It was the fall of 1960, when it all began. The very first time that they laid eyes on each other, dancing on a Saturday while a live band played, fate on their side.
I wonder what they would have said, had they known that was the beginning of their legacy, of children and grandchildren. Generations created from a chance encounter.
What might have happened, had the lady not made the choice to ask the gentleman to dance, her former flame watching from the side. He says he wishes he would have had a rose in hand when she asked him to dance.
I wonder if my parents had known they would fail, would they have thrown caution to the wind and tried to challenge their fate ahead. What might have happened, had they realized we are molded by our origins.

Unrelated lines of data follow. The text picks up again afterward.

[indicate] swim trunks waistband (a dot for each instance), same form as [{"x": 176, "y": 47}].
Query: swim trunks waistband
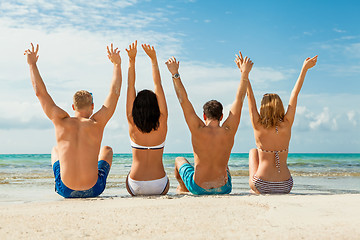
[{"x": 186, "y": 173}]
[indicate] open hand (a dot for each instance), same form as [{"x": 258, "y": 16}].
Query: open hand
[
  {"x": 132, "y": 50},
  {"x": 245, "y": 65},
  {"x": 114, "y": 55},
  {"x": 32, "y": 56},
  {"x": 173, "y": 65},
  {"x": 150, "y": 51},
  {"x": 310, "y": 62}
]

The woman who lost her father and her home to a war, never moving from the red brick stone home, afraid that if she’ll move an inch, life will take a mile. The man who came from nothing, willing to sacrifice anything to get everything he never had, shaped so deeply by the place he had now outgrown.
I wonder if collateral damage could have been avoided, that threw my life off course. I’ve never known a moment of standstill, wandering from one place to the next. I hang up photographs so that the empty walls I’ve built around me hold memories.
I wonder if I’d stayed longer in one place, I’d find my roots in the earth and not in my mother’s eyes or my brother’s laugh. She says maybe we are the lucky ones, to find a home in each other wherever we are. How valuable to realize, that roots can grow in people too, the ground seems much too fragile. Movements I had cursed becoming hidden blessings.
Where I had so often felt untethered and out of place, as the light-haired child of two dark-haired parents, I simply didn’t look back far enough to notice my grandmother’s blond locks, like I failed to notice the invisible tether connecting generations, binding me to those that came before.